Mein erstes großes Spiel machte ich 2013 mit Borussia Dortmund in der Champions League. Ich war 18, und Jürgen Klopp, der damals Trainer in Dortmund war, sprach mir sein Vertrauen aus. Bald durfte ich auch meine ersten Bundesligaspiele machen. Wenig später verletzte ich mich schwer. Ich wechselte nach Wolfsburg, wo ich in der zweiten Mannschaft spielte, dann nach Aalen, zuletzt nach Jena. Es klingt vielleicht komisch, aber mir geht's gut. Manche mögen denken: Der spinnt doch, wie kann er als arbeitsloser Fußballprofi sagen, dass es ihm gut geht? Aber ich bin gesund, ich kann Fußball spielen. Manche Karrieren verlaufen steil nach oben, meine hat eben ein paar Dellen abbekommen. Alles, was ich erlebt habe, hat aus mir den Menschen gemacht, der ich jetzt bin.

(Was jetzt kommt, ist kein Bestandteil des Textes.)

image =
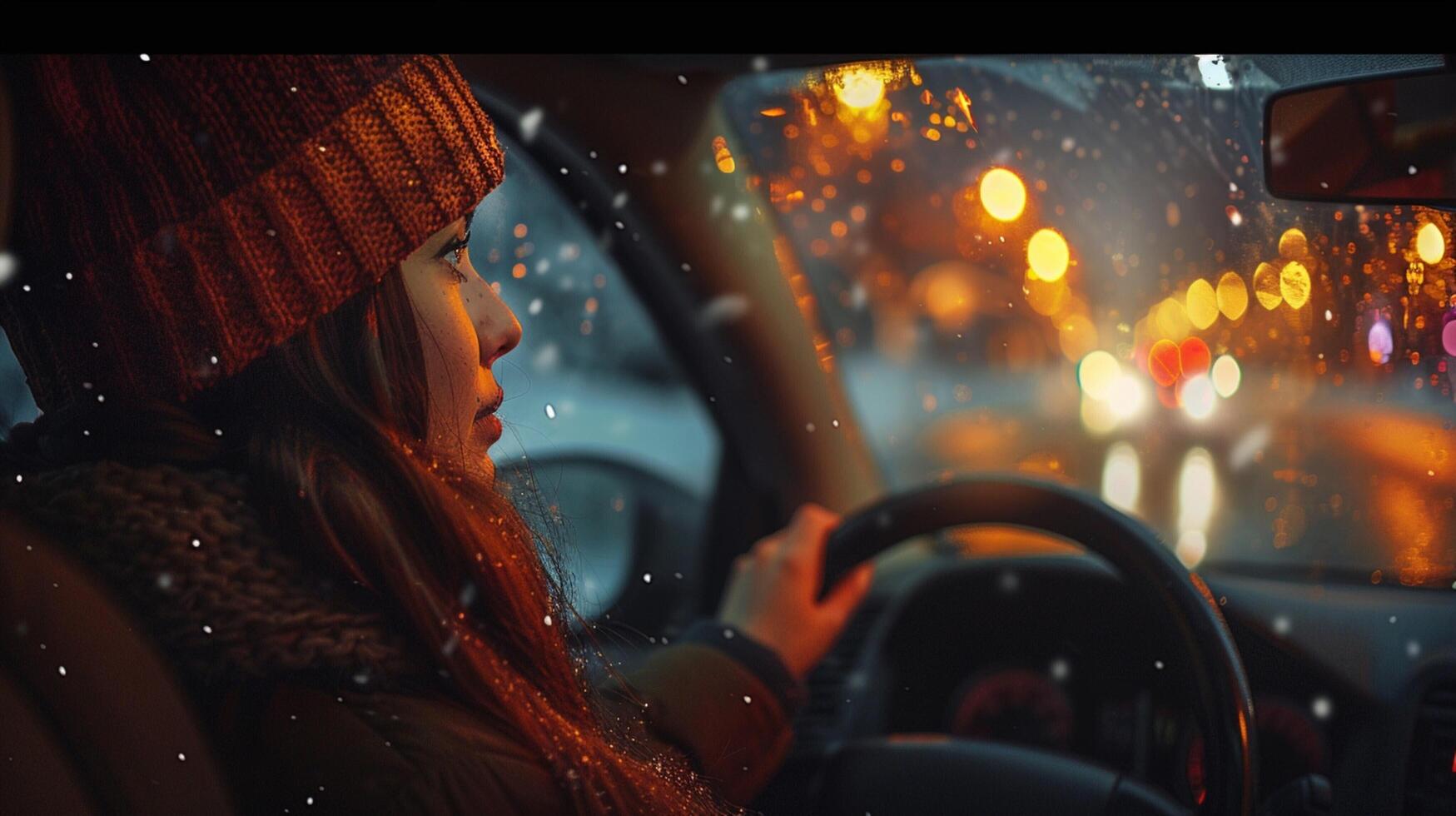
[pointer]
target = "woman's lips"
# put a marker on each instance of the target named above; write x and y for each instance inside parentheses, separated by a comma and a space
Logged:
(493, 407)
(487, 415)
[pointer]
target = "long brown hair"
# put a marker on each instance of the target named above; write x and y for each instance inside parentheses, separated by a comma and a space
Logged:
(330, 430)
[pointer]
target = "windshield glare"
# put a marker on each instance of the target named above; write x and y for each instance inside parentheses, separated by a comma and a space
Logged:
(1072, 268)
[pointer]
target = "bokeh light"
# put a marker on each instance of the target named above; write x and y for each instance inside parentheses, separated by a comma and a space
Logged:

Gerade trainiere ich im Camp der Spielergewerkschaft VDV, in dem sich vereinslose Profis fit halten können. Ich freue mich, hier wieder Mannschaftstraining zu haben, was mir in Jena zum Schluss verwehrt wurde.
Fußball ist ein hartes Geschäft. Du kannst heute der Superstar sein und morgen der Buhmann. Es wird sich selten mit dem Menschen hinter dem Spieler auseinandergesetzt. Auch im Hinblick auf den medialen Druck braucht man ein dickes Fell, sonst ist man schnell weg vom Fenster. Natürlich sollte man auch im Hinterkopf haben, was nach der Karriere passiert. Ich könnte mir vorstellen, irgendwann ein kleines Café zu eröffnen. Aber das kann warten. Ich bin Fußballer und will das noch ein paar Jahre bleiben. Es gibt genügend Spieler, die mit 28 noch mal so richtig Fahrt aufnehmen, selbst wenn sie zwischendurch mal ein halbes Jahr vereinslos waren. Am liebsten möchte ich im europäischen Ausland bei null anfangen. Und gern auch mal länger als ein Jahr bei einem Verein bleiben.“
Marian Sarr, 25, hat als Verteidiger 49 Drittligaspiele absolviert. Derzeit lebt er in Weimar.
Die Zeit, 10. September 2020.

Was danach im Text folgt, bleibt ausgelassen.